Mayor Bloomberg Eulogizes 'Our Moses,' Ed Koch

Mayor Michael Bloomberg delivered one of the eulogies at former Mayor Ed Koch’s funeral in Manhattan this morning and he

Mayor Michael Bloomberg (Photo: Getty)
Mayor Michael Bloomberg (Photo: Getty)

Mayor Michael Bloomberg delivered one of the eulogies at former Mayor Ed Koch’s funeral in Manhattan this morning and he praised his predecessor for an attitude “full of humor and chutzpah” that “embodied the spirit of New York City” and made him “our City’s quintessential Mayor.” In his speech, Mayor Bloomberg also credited Koch with laying the foundation that allowed subsequent mayor’s to make the five boroughs “great again.” In a nod to the setting of the funeral, the Jewish Temple Emanu-El, Mr. Bloomberg compared Koch’s achievements to the story of Moses.

“I’ve been doing my biblical research, and I think it’s only fitting that this week’s Torah portion is about Moses leading the Jews out of bondage in Egypt. Now, Ed, in his own way, was our Moses. Just with a little less hair,” Mayor Bloomberg said. “He led us out of darkness and he gave us hope. And while he may not have parted the Red Sea, he did break a subway strike by standing on a bridge and shouting words of encouragement.”

Mayor Bloomberg continued his biblical comparison with a quip about Koch’s fondness for the spotlight.

“Just as Moses died right before he reached the Promised Land, Ed died hours before the documentary about him opened in theaters. Leave it to Ed to find the best way to maximize publicity for a film about his life,” said Mayor Bloomberg. “No one ever enjoyed the theater of politics more than Ed. And no one – no one – was ever better at it.”

In his eulogy, Mayor Bloomberg also noted he was “particularly thrilled” that Koch “picked my neighborhood corner shul for his funeral” making for an easy commute from his Upper East Side townhouse. He also said the location was fitting given its proximity to the Queensboro Bridge, which Mayor Bloomberg named after Koch in 2011. He described an anecdote meant to demonstrated the joy Koch felt having a part of the city christened in his honor. 

“I think there’s no doubt that Ed is beaming looking down on all of us assembled here and I think it is fitting that he picked this place just a few blocks from a certain East River Span. … Before last year’s State of the City speech, if you remember, we ran a video that included a shot of Ed standing at that entrance ramp, yelling to all the cars that approached, ‘Welcome to my bridge!

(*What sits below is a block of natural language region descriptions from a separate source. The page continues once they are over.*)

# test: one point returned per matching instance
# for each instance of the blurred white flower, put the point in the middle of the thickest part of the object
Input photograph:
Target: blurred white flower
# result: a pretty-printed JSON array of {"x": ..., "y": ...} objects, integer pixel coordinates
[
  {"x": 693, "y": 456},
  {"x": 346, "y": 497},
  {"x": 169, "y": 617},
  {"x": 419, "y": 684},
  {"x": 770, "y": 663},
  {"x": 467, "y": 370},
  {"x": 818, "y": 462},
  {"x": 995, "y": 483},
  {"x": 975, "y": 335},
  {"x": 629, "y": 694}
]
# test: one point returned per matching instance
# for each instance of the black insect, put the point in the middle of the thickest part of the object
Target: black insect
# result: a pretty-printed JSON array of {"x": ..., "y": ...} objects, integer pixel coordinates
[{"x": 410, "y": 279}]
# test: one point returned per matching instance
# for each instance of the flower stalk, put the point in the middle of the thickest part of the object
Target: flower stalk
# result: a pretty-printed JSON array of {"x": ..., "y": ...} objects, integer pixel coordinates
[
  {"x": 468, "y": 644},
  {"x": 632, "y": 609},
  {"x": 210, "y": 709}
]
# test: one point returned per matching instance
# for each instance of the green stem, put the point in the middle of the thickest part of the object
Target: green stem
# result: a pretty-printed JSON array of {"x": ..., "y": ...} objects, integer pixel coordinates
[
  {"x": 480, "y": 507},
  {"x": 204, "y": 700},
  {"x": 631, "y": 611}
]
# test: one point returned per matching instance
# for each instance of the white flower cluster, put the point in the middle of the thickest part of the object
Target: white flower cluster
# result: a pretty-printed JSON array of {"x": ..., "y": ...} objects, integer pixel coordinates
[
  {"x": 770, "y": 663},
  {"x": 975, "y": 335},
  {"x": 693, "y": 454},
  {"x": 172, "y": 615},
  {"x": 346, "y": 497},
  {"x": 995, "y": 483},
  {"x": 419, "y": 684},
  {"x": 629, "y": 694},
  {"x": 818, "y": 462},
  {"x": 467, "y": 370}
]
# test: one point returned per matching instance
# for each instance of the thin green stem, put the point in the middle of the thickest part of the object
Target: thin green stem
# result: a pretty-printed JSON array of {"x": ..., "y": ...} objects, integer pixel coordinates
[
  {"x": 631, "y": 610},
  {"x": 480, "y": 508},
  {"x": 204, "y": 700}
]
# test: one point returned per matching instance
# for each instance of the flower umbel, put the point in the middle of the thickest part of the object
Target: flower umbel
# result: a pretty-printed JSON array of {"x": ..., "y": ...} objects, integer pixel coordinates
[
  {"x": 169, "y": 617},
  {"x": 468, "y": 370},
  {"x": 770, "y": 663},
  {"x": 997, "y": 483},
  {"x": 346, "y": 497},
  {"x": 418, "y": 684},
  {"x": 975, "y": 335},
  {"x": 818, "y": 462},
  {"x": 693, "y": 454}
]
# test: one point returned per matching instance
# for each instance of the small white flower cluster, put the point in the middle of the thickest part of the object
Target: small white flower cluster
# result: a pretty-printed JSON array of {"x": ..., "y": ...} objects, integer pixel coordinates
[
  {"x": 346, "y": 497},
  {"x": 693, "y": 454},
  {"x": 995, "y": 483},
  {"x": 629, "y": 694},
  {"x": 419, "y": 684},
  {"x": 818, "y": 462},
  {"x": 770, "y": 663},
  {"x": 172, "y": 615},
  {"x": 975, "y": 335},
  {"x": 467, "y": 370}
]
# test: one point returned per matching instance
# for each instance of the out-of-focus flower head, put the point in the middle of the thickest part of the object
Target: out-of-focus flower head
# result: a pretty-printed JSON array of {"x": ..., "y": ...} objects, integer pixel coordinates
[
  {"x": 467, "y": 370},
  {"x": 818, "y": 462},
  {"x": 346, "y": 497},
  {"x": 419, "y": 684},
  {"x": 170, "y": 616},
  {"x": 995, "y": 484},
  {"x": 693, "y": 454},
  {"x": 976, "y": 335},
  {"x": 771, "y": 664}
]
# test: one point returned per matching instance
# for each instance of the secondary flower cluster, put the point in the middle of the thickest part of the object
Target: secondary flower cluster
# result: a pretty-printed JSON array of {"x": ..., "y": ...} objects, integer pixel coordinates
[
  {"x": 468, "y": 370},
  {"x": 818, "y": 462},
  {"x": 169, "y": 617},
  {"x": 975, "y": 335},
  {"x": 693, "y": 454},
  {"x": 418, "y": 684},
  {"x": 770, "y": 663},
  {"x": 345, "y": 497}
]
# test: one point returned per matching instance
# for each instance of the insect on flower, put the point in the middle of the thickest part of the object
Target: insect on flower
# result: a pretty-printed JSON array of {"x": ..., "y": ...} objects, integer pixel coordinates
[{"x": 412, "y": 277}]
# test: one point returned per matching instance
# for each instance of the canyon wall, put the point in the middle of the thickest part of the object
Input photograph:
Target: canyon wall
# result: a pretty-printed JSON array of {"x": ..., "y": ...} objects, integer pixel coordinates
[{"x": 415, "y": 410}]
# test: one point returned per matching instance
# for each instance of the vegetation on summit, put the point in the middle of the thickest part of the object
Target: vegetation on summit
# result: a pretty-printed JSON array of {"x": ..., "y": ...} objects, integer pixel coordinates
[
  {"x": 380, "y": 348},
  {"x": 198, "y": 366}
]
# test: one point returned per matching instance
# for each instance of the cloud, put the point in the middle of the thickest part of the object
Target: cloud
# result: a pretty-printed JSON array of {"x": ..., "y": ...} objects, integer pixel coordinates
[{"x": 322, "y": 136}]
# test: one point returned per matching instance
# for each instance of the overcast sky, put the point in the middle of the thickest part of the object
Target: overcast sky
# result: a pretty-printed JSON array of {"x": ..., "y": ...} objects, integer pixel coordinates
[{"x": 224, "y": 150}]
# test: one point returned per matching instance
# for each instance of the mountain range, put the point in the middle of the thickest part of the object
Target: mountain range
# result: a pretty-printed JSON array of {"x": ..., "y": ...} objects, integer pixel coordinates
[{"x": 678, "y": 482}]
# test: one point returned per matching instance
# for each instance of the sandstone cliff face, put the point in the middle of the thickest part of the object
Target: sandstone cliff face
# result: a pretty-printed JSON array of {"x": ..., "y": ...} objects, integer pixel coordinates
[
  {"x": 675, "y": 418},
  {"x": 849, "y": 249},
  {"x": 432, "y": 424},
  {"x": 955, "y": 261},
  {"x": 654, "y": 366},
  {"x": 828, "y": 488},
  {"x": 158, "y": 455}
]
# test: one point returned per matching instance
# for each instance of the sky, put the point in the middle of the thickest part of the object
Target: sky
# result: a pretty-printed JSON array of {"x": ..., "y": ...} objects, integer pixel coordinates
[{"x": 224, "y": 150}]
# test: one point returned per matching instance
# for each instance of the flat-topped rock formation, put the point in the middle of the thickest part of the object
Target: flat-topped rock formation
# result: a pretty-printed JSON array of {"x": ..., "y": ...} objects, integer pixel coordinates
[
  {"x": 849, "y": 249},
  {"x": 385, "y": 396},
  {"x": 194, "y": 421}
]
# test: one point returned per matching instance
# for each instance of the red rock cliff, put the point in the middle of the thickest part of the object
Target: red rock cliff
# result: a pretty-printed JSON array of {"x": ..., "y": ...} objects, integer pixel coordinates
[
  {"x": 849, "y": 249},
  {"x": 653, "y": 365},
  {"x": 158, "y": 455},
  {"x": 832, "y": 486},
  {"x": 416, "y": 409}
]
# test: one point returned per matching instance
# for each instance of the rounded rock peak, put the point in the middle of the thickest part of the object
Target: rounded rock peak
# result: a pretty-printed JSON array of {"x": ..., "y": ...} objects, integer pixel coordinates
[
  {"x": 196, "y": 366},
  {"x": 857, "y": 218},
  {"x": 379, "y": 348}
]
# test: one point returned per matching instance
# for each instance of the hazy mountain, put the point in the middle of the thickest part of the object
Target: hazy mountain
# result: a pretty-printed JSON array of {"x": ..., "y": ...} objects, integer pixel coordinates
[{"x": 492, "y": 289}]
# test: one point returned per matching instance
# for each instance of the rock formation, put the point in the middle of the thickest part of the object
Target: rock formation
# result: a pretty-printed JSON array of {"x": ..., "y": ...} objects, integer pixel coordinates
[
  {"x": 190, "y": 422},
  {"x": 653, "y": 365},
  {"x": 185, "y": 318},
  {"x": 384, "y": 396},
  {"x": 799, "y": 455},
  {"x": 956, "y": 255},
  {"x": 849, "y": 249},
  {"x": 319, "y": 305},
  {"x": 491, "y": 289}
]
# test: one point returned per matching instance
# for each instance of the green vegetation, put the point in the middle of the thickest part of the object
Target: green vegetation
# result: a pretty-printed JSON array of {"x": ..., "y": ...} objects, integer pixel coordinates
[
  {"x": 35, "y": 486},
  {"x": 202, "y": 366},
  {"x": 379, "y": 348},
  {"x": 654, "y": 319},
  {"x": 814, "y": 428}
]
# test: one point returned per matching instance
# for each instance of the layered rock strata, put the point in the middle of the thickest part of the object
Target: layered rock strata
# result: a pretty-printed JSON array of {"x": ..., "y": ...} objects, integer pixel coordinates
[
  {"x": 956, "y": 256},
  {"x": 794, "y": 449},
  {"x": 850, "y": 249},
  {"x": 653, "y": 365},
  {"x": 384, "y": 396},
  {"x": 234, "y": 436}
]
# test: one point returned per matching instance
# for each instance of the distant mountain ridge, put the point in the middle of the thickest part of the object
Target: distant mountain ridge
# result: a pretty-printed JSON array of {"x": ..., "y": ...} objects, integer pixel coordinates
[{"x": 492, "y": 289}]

Welcome to my bridge!’ Mayor Bloomberg said. “Needless to say, it brought down the house. But what most people don’t know is, after the cameras stopped rolling, Ed stayed out there in the freezing cold for another 20 minutes, yelling ‘Welcome to my bridge!’”

Mayor Bloomberg also shared another story about a video Koch filmed for the city where he was asked if he would ever consider living in another locale.

“Ed smiled, then he looked straight into the camera and said: ‘The only place I would accept is heaven; nothing else would take the place,’” said Mayor Bloomberg.

After telling this tale, Mayor Bloomberg concluded with a final biblical joke.

“It’s not hard to picture Ed getting up to heaven, meeting God, and saying with a big smile, ‘How’d I do?’ And there is no doubt–Cardinal, you’re not going to be happy about this,” said Mayor Bloomberg apologizing to the Archbishop of New York, who was also in attendance. “But I’m telling you, I’ve talked to God and I know what’s happening–God said what so many people around the city and the country, and all over the world, have been saying over the last few days: Ed, you did great. You really did great.”